We haven't written up specific instructions, and unfortunately the photos we THOUGHT we had of the phases of its construction weren't there for us to share. :-(
Our first step was to get the windows; a wide variety of sizes, shapes, and conditions.
Second, we created paper "miniatures" to represent the windows. I used grid paper so that we could count the squares on the grid... for example, if a window was 36 x 24, we cut a piece of grid paper to represent it. To avoid wasting tons of paper, we halved it so that the representative piece was 18 x 12 squares, with each square of the grid paper representing a two-inch square.
We spent several evening laying out the paper pieces to figure out how the windows could possibly fit together for four sides and a slanted roof (our choice of "design"). We finally got a good fit with the windows with minimal gaps and edging. We also decided rather than framing out to the top of the angled roof, we would let the windows end low and then fill in the triangular gaps (visible under the roof edge) with plastic. If you want something more elegant, you might make your windows fit more fully to your roof, and then fill in the gaps with wood or small glass panes.
Next, my husband laid out the long 4x4 posts that we had -- as luck would have it we had 4 in the yard we could use... two we had purchased earlier in the year from a lumber store and paid about $30 total for those two. The other two were given to us. We laid out the 4 posts and he hammered them at the ends, using large nails and "toe nailing" them in at an angle to join the edges. The result was a "frame" on the ground that I think was about 12 x 8.
So far so good. Frank measured out what he thought we would need in terms of 2 x 4s. He looked at the way the "paper" windows fit, figured in the places each window joined another or hit the edge or roof, and then estimated the number of 2 x 4s he would need. For the front, being taller, it needed taller boards (I think 12 feet) and the rear needed shorter ones (about 6 feet).
We made a trip to the lumber store and spent probably about $150 on 2 x 4s. (I may be remembering wrong, but I think we may have had to run back out for a few more...)
We worked from the floor up, securing 2 x 4 into place and then putting a window into place and attaching the 2 x 4s to it. We used nails and some of the "v" shaped things you hammer in, I think. As each window attached, we put a 2 x 4 on the other side of it and slid the next window into place.
By some miracle, the windows and 2 x 4s fit to the inch!
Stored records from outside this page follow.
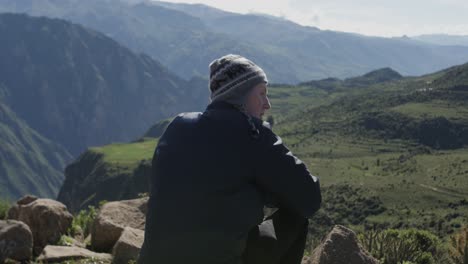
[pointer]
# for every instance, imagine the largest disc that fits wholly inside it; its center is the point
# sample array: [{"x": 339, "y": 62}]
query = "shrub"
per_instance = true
[{"x": 394, "y": 246}]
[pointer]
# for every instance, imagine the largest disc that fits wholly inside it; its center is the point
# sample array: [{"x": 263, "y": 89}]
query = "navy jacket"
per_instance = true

In case things don't fit exactly, you might want to have an extra 2 x 4 to put into the leftover gap.
Once the first level of windows was done on three sides, we put the second level of windows. Then Frank cut all of the 2 x 4s along the top to make the angle of the roof. We put 2 x 4 "supports" across the width of the roof and stretched plastic over it and stapled plastic down the sides to cover the remaining gaps. Again, if you want it prettier you might use wood or glass instead of clear, heavy plastic. Then we covered it with corrogated plastic roofing (?) to further protect it and nailed those sheets together and to the greenhouse roof supports.
We left a space next to a large picture window and that made the fourth, front side. In the gap, Frank "made" a door out of leftover pieces of wood, got two used hinges, and put plastic over the frame to make a door. If we had had a larger gap to fit in a door, we might have used a real door. But, due to the picture window we had been given, and my desire to use it, we had a very skinny door and had to make do.
The roof seemed hardest to me, because of the slicing to angle the roof. We felt that we had to angle the roof to avoid water buildup that could weigh down the roof.
I hope these instructions help. I wish that we had been able to retrieve pictures of the different steps of construction, as it was way cool.
OH... PS. Don't give it a floor. We made the mistake of putting in a fiberboard floor. You want to be on the dirt floor, and then cover it with gravel or something you want to walk on... don't give it a floor as the constant watering is weathering the floor like crazy... and the floor gives the snakes a place to hide!